Purpose of review: The pheochromocytoma field has recently undergone a paradigm shift. This review will highlight some of these novel findings, including their impact on our understanding of the disease biology and influence on clinical management.
Recent findings: Identification of novel susceptibility loci and recognition of a high rate of germline mutations in pheochromocytomas indicate that their genetic diversity is broader and more complex than previously estimated. Further, increased risk of tumor malignancy and aggressiveness in certain patients with succinate dehydrogenase subunit B(SDHB) mutations suggest that they may have prognostic value as predictors of pheochromocytoma behavior. Finally, discovery of a shared activation of the hypoxic response in pheochromocytomas with mutations in VHL and SDH genes and uncovering of a common JunB-mediated apoptosis defect in the major hereditary groups of pheochromocytoma have provided a mechanistic basis for the clinical similarities between these distinct syndromes.

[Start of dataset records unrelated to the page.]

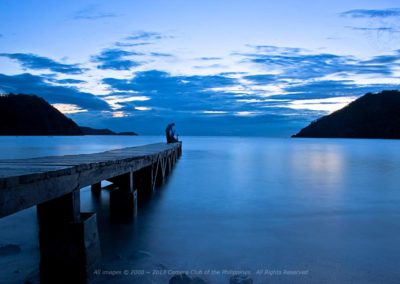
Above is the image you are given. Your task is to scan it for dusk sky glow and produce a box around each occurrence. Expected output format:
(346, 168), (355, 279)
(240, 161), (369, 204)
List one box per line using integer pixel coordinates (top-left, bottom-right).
(0, 0), (400, 137)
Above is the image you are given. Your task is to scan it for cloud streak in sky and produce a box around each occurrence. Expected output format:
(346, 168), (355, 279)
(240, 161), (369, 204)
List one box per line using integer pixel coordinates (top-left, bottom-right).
(0, 73), (110, 111)
(72, 5), (118, 20)
(0, 53), (85, 74)
(340, 8), (400, 19)
(91, 49), (143, 70)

Summary: The notion that 'sporadic'-appearing tumors may in fact be components of one of multiple hereditary syndromes has a major impact on surveillance and follow-up of patients and their at-risk family members. Likewise, the ability to predict tumor malignancy has the potential to improve the prognosis of these patients. Importantly, insights into the biology of pheochromocytomas have provided clues on pathway interactions in cancers and have laid the ground for generation of new hypotheses on the cell-of-origin of these tumors. Pheochromocytomas have therefore emerged as key models for understanding cancer biology and for paving the way for future designer treatment in this and other cancers.